So taking the lampshade as an example, it's two layer cameo glass ruby over clear.  The clear background has that leaf design. The ruby top cameo layer is plain.  It's been blown into a mold for shape and then cased in ruby I guess?  Then somehow that rhombus design has been acid etched onto the background clear glass with the ruby cameo layer being left untouched in certain areas to give the pattern? I presume that's how it's been done as no person has hand etched that design obviously.  But if it was done that way then that's a lot of waste of coloured glass being taken off to just leave the pattern.  Perhaps it was hugely expensive to do hence it being abandoned as a technique eventually?

But how was it etched?  that is the question :)  The lampshade was blown glass.  So is this bowl and all the goblets I've seen.

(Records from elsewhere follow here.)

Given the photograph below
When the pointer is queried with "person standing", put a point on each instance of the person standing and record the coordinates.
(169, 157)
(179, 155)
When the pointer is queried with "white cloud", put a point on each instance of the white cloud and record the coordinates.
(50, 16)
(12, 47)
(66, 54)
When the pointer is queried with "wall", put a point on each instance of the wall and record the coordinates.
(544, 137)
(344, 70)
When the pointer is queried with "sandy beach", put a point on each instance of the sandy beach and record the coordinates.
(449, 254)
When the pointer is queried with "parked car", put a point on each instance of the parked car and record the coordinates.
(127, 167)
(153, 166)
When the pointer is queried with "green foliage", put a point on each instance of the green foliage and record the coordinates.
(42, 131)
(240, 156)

Their current bowl with a gold rim about the same size is E.675 so I'm very happy with my new salad bowl  ;D


m

flying free:
Description here on how old rolled glass was imprinted with a pattern:

https://sashwindowspecialist.com/blog/history-patterned-window-glass/

However, how was achieving a similar effect possible on a curved bowl or goblet?

Ekimp:
Maybe they used the transfer print resist method - where the design was etched onto a copper plate that was then used to create a transfer of resist that was applied to the glass before acid etching. Ref Hajdamach page 197 as discussed here:

http://www.glassmessages.com/index.php/topic,13714.0.html

I could see that working on your cameo glass shade (the pattern reminded me of tortoise shell) as there are separate areas but on your bowl there might be some sort of seam where the ends of the pattern join. Unless they had a way around that.

flying free:
Thanks for that.  I will look it up in the book later.
No seam.  That's what so curious about these items.

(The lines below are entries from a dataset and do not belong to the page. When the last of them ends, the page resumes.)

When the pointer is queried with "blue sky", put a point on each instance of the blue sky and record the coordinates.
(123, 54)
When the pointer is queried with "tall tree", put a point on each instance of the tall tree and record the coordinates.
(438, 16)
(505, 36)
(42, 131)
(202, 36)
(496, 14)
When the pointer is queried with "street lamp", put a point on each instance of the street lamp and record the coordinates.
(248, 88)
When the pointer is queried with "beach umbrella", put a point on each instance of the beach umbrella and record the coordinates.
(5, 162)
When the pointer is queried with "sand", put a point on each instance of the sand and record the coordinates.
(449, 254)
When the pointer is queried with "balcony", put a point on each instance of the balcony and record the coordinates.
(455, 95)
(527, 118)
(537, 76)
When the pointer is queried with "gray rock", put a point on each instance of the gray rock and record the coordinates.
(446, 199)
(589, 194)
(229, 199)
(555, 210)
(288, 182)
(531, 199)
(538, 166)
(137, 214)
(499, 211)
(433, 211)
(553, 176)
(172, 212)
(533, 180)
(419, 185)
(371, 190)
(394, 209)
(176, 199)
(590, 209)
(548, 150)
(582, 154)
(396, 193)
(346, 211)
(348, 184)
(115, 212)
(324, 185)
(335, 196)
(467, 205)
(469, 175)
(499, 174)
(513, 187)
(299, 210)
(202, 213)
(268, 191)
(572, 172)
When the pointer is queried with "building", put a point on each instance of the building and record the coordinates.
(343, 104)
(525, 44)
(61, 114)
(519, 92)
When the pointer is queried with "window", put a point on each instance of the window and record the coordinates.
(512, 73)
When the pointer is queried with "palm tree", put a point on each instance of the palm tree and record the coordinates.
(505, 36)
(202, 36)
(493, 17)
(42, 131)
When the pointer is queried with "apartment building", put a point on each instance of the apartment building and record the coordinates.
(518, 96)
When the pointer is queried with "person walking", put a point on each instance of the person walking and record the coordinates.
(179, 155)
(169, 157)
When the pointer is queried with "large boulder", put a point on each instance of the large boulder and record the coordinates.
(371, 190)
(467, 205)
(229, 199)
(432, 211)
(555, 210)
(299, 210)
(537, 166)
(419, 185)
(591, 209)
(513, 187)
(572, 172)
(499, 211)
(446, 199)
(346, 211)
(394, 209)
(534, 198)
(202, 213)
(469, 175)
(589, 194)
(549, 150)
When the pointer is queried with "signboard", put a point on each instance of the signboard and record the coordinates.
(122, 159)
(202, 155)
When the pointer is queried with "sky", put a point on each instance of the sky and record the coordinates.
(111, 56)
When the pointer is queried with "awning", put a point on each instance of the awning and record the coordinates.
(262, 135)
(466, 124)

Also about the cost.  Thinking about it, there are many examples of Baccarat Eglantier around and that's two colour/two layer so I can't imagine it was that overly expensive to do.  Perhaps it was a Baccarat 'connection' that had the ability to produce these items or the machinery/plates required to make them hence so many more of the Baccarat pieces around.
I wonder if the resist also outlined the floral outer coloured layer pattern but how did they do that?
And how did they do the second colour layer full stop?  Was it cased in bands or patch areas or was the whole thing cased and then when the acid resist cut through it removed the coloured layer where the background pattern was?

Ekimp:
I’m not sure I followed that correctly so might have the wrong end of the stick :D, but with your shade, I assumed they did the cameo work as normal from a cased blank, the clear background areas being smooth after. Then they could apply the resist transfers for the texture in the clear background areas, resist could then be painted by hand over the flower foreground to protect those areas from the acid when etching the background texture?

It is a fairly loose imprecise pattern on the bowl, maybe they could hide the seam.